EMU Volume 13 – Chapter 2

Chapter 2: Analytical, experimental and computational methods in environmental mineralogy
Roy A. Wogelius and David J. Vaughan

The analytical, experimental and computational methods now used in environmental mineralogy are introduced and illustrated with selected examples. Following a note on the importance of the radiation sources used for diffraction and spectroscopic studies, and a brief reminder of the key role still played by routine methods of mineral characterization (optical microscopy, X-ray powder diffraction [XRD], electron microbeam methods), more specialist techniques for the characterization of bulk solids (including nanoparticles) are considered. These include synchrotron-based advanced XRD and X-ray scattering methods, X-ray absorption spectroscopies, X-ray microprobe techniques, and infrared and Raman spectroscopies. Also considered are transmission electron microscopy, nuclear and magnetic spectroscopies, and particle induced X-ray emission. Following this, attention is focused on the characterization of mineral surfaces and interfaces using low-energy electron diffraction, X-ray reflectivity, X-ray absorption and X-ray standing wave methods, X-ray photoelectron and Auger electron spectroscopies, secondary ion mass spectrometry, environmental scanning electron microscopy, scanning tunnelling and atomic force microscopies and laser confocal microscopy.

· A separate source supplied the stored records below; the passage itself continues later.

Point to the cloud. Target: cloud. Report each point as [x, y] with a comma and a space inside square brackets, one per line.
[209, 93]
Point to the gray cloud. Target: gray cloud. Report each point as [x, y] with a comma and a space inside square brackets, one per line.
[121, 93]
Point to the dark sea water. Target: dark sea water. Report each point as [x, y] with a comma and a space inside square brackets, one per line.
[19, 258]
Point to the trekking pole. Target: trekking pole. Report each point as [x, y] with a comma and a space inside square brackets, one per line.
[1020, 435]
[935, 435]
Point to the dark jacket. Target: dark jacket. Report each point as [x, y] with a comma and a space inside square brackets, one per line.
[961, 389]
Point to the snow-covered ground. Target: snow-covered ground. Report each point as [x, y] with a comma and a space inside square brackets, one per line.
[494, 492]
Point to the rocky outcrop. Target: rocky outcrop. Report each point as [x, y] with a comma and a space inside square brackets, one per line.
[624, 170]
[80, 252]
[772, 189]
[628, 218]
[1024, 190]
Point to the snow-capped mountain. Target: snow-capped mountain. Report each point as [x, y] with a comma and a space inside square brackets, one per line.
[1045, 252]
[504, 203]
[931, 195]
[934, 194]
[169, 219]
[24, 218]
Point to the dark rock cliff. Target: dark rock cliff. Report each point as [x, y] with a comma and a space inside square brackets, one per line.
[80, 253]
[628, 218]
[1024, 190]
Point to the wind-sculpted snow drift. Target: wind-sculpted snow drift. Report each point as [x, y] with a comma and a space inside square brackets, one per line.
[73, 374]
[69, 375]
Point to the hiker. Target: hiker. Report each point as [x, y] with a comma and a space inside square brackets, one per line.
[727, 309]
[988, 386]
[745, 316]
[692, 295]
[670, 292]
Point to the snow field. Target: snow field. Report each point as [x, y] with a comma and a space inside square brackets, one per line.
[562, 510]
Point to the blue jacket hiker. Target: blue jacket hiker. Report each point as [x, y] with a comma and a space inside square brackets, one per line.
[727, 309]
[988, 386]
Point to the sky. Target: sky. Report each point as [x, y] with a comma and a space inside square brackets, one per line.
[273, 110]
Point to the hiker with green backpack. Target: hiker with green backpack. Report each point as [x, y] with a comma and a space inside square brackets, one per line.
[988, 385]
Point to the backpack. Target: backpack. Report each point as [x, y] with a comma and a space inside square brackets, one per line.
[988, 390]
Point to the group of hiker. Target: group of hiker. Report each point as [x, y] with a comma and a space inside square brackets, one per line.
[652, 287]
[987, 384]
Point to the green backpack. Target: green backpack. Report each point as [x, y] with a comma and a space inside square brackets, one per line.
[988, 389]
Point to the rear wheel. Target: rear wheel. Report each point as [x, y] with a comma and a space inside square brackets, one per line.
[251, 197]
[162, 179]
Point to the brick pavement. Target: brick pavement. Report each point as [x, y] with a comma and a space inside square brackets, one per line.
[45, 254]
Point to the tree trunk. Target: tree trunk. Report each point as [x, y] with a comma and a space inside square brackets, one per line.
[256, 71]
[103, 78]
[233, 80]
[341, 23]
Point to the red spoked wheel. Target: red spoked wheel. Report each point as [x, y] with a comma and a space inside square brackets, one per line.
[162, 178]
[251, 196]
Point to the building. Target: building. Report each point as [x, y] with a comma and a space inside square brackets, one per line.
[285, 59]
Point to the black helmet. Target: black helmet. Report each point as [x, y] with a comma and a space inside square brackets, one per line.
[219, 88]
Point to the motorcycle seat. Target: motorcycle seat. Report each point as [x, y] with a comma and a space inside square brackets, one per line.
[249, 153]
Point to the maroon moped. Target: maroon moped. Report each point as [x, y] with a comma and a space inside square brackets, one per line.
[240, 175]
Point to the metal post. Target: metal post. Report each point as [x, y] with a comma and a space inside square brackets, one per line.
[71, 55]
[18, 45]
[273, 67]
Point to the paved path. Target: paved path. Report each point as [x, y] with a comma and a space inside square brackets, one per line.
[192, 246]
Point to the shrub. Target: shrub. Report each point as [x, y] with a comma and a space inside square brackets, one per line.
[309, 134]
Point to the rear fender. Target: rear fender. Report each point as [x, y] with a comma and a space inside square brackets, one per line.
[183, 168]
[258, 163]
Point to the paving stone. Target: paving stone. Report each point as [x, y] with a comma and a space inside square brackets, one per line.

Computer modelling of solids, surfaces and solution species is discussed briefly before experimental approaches to determining reaction kinetics are considered, followed by experimental studies of the phenomena of adsorption, of evolution of the mineral surface during processes such as silicate weathering, and of how combinations of methods can be used to study the geochemical cycling of arsenic, olivine breakdown, or the comparative reactivities of silicate, carbonate, sulphide and oxide minerals.